Le explicó la costumbre bogotana: cuando los feligreses salían de los templos, los mendigos pedían para unas onces, refiriéndose a las once letras de la palabra aguardiente. Subieron en el tranvía eléctrico hasta el barrio Chapinero. Mientras saboreaban el chocolate santafereño, deditos de queso, pandeyucas, hojaldres, panderos, mantecadas y almojábanas, se entregaron episodios de los dos. Los identificó la lectura de las novelas prohibidas de José María Vargas Vila, el amor por el arte, el apoyo a las ideas liberales después del asesinato del general Rafael Uribe Uribe, al que llamaban Cónsul del desprestigio, muerto frente a las escalinatas del Capitolio Nacional, por dos hachazos en el cráneo. Él dijo que aspiraba ser escultor, inventar artilugios con la madera y hacer juguetes para niños. —¿Tallador artístico? —Como mi padre… Rebeca evitó la historia. Carlos Arturo tenía preparadas las anécdotas cuando Saúl decoró con su formón los primeros carruajes que rodaron en Bogotá por la Calle de la Carrera, o Calle Real del Comercio, Avenida de la República, Camino de la Sal, Camino a Tunja, que se conocería como Carrera Séptima. En la tercera cita pasaron por debajo del Arco del Triunfo de la Plaza de las Hierbas, detuvieron las respiraciones, como lo hacían cuando entraban por primera vez a una iglesia o recorrían un puente, y pidieron dos deseos secretos.

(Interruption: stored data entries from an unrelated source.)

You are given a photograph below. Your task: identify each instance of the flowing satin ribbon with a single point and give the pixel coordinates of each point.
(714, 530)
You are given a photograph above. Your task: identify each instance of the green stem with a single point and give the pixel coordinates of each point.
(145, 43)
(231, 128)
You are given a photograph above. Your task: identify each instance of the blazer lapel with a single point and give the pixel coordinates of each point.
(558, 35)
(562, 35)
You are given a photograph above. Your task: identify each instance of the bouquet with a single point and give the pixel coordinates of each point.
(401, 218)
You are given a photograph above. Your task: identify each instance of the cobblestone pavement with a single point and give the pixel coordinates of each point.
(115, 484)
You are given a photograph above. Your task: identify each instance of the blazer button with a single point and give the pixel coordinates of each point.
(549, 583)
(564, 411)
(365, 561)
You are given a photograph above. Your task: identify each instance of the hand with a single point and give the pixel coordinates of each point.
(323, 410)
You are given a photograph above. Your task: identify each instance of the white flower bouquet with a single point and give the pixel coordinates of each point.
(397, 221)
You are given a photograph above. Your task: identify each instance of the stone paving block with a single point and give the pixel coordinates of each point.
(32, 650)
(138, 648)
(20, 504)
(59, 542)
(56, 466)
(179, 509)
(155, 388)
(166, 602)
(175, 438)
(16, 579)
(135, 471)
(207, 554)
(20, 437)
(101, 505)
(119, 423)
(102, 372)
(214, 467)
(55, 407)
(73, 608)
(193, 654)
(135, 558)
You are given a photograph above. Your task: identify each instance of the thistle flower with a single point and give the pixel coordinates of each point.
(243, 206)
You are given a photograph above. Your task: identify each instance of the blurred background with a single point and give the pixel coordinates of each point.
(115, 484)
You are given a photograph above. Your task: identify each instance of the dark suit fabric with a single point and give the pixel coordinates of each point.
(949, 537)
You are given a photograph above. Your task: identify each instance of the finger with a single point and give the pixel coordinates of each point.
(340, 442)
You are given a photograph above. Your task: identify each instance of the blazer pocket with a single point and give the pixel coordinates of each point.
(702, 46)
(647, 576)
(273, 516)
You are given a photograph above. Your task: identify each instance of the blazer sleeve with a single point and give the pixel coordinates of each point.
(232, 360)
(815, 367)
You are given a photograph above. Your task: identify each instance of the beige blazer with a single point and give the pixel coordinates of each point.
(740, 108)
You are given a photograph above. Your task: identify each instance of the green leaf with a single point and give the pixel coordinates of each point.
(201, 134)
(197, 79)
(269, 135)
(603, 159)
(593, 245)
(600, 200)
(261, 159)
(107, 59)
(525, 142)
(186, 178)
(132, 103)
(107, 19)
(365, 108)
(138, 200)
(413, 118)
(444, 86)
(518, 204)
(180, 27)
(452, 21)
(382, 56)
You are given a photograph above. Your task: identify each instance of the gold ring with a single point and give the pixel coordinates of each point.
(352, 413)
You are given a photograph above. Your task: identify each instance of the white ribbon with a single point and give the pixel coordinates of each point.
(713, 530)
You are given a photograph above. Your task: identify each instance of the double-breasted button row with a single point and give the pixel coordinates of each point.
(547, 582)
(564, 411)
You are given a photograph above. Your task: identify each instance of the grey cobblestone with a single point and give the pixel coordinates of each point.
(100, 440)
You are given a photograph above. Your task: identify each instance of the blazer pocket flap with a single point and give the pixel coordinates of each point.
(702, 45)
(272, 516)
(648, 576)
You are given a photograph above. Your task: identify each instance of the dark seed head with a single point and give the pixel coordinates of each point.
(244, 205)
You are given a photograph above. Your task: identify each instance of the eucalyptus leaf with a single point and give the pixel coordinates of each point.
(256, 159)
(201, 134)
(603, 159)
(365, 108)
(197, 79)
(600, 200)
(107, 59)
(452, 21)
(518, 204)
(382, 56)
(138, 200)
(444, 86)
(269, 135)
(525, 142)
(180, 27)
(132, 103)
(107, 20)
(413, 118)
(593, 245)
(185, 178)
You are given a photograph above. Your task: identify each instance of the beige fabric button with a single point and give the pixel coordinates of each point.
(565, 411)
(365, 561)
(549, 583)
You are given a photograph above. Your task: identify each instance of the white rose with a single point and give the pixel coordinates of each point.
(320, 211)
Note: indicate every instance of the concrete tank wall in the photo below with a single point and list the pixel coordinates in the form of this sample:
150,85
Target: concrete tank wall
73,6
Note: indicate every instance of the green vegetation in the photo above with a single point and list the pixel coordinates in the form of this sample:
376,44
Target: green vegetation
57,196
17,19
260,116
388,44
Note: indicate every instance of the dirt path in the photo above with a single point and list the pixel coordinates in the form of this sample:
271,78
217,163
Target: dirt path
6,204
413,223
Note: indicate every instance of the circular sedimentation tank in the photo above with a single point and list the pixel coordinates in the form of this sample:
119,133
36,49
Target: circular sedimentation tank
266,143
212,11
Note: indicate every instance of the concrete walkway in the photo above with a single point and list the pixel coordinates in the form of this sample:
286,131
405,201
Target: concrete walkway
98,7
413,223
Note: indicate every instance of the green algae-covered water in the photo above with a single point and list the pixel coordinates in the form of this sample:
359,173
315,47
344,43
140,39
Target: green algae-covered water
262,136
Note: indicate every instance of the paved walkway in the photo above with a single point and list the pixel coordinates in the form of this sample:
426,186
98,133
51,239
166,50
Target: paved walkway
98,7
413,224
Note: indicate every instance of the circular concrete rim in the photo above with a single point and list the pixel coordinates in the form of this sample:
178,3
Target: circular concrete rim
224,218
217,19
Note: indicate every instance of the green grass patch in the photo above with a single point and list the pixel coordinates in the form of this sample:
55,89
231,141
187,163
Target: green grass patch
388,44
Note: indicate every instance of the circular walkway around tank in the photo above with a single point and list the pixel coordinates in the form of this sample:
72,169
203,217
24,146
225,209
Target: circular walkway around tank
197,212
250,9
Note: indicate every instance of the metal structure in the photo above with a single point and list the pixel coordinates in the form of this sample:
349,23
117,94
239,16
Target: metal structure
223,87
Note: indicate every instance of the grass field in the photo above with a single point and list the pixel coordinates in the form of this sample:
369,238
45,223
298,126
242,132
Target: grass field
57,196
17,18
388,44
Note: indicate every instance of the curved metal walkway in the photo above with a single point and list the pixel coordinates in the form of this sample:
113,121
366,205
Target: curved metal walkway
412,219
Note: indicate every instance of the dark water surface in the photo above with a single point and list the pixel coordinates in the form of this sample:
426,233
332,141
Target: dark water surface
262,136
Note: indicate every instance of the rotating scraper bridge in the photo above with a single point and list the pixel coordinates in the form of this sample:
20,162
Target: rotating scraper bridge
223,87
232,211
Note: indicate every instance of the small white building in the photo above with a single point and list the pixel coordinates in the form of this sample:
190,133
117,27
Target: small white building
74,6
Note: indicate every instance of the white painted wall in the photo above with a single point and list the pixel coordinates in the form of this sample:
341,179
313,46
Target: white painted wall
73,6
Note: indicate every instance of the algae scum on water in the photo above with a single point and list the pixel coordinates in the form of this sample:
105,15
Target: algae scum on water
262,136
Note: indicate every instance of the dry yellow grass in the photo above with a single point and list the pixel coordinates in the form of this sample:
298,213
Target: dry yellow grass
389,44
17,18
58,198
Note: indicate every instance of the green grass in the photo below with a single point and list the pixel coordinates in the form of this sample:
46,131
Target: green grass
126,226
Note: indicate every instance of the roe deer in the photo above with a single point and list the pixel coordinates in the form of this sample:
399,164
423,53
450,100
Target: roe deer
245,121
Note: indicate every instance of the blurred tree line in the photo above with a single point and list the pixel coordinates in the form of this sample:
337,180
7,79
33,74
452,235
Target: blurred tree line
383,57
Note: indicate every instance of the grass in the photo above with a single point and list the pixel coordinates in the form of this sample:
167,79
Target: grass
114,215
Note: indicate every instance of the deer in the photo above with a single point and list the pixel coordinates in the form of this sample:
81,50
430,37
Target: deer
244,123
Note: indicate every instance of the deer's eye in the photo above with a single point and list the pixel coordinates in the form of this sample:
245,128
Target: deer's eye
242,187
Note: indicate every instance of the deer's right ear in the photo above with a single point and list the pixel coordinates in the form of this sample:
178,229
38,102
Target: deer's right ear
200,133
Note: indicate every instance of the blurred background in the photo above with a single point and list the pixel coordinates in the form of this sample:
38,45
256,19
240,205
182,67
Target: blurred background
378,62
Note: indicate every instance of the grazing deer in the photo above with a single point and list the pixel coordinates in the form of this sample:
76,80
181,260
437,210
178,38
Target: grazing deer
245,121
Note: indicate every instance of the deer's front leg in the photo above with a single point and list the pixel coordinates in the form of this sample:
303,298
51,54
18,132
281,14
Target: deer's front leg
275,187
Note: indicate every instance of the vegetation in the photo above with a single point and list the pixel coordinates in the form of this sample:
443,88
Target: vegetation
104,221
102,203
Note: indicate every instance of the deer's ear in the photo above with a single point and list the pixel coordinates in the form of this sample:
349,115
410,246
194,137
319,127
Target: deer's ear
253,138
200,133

Años después volvieron a recorrer los pasos antes del abandono y la nostalgia llenó el corazón de Carlos Arturo porque no existían las terrazas, las barandas, los árboles y las fuentes de bronce sino un trazado de caminos y, al centro, la estatua de un prócer: el general Francisco de Paula Santander. —Nuestra Plaza de las Hierbas o de San Francisco, ahora se llama Parque Santander; para nosotros seguirá existiendo el Arco del Triunfo y la banca donde me confirmaste que vivirías conmigo. Rebeca no lo escuchó, como tantas veces, embelesada en el agua de la fuente que sonaba como los ríos que cruzó en los carromatos de la compañía mexicana de los hermanos Atayde. En el círculo de arena, pequeño refugio de su placenta artística de carpas del mundo, vidas y montajes, advirtió que sus pies tocaban tierra.